Sin embargo un inesperado fade-out fuera de tiempo me desconcertó. No sabía lo que sucedía y menos que hacer. Abrí los ojos y cuando me di la vuelta para verla sólo alcancé a reconocer su imagen subiendo al malecón, aparentemente tranquila, pero con la música aún encendida.

Esa noche me quedé en el pequeño balcón de mi habitación repasando mil veces la escena. En ocasiones me sentía estúpido y cobarde por no haber volteado antes. Otras me sentía absurdamente ingenuo, pero su cara seguía metida en mi cabeza. Llegué a una sola conclusión. No existe coincidencia que se repita tres veces. Lo cual me daba un ligero aliento. Si ella estaba ahí mañana todo tendría sentido y entonces yo tenía todas las cartas en la mano. Si no, entonces no había juego, o en el peor de los casos, ya lo había perdido.

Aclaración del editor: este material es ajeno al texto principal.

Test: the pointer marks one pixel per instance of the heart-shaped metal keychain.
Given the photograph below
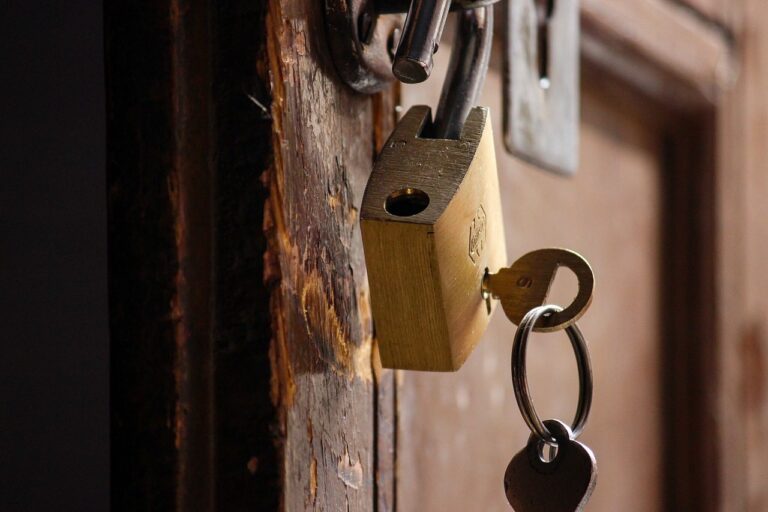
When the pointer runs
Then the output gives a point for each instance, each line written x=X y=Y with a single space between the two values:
x=564 y=481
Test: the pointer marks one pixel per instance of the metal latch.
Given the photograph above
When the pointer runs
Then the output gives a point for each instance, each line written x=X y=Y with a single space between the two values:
x=372 y=43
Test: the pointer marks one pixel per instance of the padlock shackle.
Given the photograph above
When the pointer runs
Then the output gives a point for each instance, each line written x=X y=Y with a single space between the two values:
x=466 y=71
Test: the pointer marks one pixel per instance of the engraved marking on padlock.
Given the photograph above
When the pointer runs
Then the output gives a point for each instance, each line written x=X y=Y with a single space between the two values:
x=526 y=283
x=477 y=235
x=431 y=224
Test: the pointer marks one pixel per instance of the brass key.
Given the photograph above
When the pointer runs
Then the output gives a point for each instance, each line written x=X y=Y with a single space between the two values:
x=526 y=283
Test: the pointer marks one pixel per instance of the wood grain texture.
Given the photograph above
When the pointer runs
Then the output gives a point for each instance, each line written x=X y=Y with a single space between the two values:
x=426 y=268
x=744 y=141
x=323 y=384
x=160 y=245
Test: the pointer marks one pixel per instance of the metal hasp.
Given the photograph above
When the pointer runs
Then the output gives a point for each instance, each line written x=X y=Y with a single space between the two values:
x=369 y=38
x=541 y=89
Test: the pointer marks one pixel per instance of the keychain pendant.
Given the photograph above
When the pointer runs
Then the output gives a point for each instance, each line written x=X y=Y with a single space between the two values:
x=564 y=484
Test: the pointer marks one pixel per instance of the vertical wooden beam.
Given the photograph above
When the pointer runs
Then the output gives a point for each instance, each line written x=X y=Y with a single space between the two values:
x=324 y=136
x=160 y=245
x=247 y=473
x=752 y=345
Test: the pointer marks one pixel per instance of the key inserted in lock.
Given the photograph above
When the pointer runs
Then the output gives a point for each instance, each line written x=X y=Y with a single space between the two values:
x=526 y=283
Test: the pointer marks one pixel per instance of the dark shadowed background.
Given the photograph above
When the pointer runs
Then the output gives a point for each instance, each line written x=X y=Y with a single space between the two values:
x=54 y=428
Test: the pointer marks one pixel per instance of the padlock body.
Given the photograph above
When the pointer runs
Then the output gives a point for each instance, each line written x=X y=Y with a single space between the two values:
x=432 y=224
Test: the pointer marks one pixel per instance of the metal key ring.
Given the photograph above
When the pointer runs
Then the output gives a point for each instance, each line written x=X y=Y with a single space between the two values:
x=520 y=380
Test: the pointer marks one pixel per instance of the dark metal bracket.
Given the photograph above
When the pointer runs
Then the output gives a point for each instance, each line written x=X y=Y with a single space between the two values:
x=372 y=43
x=365 y=36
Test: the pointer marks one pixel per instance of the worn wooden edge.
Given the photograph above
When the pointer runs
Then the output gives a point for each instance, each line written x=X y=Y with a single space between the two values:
x=335 y=417
x=160 y=245
x=631 y=39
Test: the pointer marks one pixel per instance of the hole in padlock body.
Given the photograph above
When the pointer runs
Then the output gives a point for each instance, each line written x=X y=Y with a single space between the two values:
x=544 y=11
x=406 y=202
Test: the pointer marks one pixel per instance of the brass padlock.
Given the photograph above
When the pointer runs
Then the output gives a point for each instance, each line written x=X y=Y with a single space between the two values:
x=432 y=225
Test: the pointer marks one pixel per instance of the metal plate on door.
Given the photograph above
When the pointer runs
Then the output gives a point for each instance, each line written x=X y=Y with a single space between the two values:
x=541 y=89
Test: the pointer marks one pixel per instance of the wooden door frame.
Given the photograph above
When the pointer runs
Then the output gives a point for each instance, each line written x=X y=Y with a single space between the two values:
x=243 y=363
x=702 y=289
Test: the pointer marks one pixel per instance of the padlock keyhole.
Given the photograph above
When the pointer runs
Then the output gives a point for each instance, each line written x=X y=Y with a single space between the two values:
x=544 y=11
x=406 y=202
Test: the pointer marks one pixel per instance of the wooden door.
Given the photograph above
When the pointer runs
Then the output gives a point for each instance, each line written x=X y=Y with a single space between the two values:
x=244 y=366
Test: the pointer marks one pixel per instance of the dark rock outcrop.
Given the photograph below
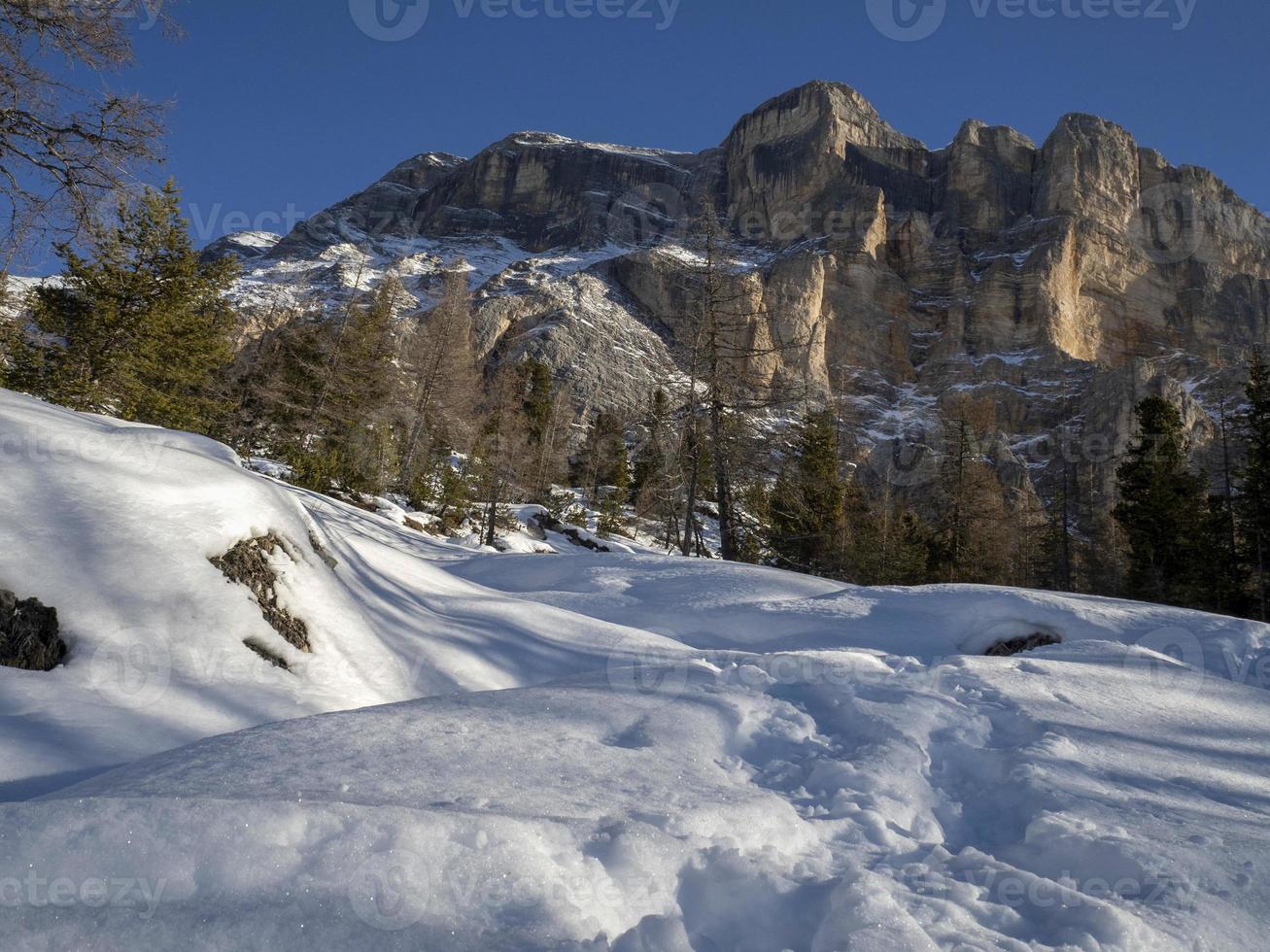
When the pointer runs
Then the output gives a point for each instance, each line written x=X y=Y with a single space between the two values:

Mi segunda jornada laboral fue más larga y mortificante, y cada sonrisa después de “can I have another beer?” me impacientaba aún más.
En mi trayecto trabajo-ducha-playa mejoré el tiempo un par de minutos. Y de nuevo mi cita -hasta ese momento- autista con el sol y con una canción que debía llegar si toda esta fantasía tenía pies y cabeza. Y de nuevo la oscuridad de los párpados, la imagen de los sonidos y la brisa. Escuchaba todo con tal detalle que lo podría haber dibujado. El viejo retirado hablándole de mala manera a su vieja esposa, anda Charlote, mierda, que se hace tarde y tengo hambre. Los niños jugando con una pelota, Zinedine Zidaaaaane... gooool, y Francia gana la copa del mundo!!!. La mama que le niega 5 francos a su hijo, suficientes helados por hoy, Didier, ya llevas 3 esta tarde. El grupo de extranjeros que platican con las niñas bien de Paris, que tal unas guerritas de caballo en la playa y los problemas de comunicación no se interponen a la hormona. Y yo esperando mi canción.
Definitivamente el tiempo toma otra velocidad cuando se escucha. No sé cuantos minutos habrán pasado, quizás fueron horas, soñando o dibujando mi alrededor, pero el ritual, la misma canción, al fin llegó. Esta vez me sentí tranquilo. Ya todo estaba bajo control, pero ¿sería prudente voltear y romper con la magia, o debo mantener esta extraña relación intacta? De nuevo evalúo cada posibilidad. Y de nuevo la música se aleja. Aunque esta vez estoy seguro que mañana regresará.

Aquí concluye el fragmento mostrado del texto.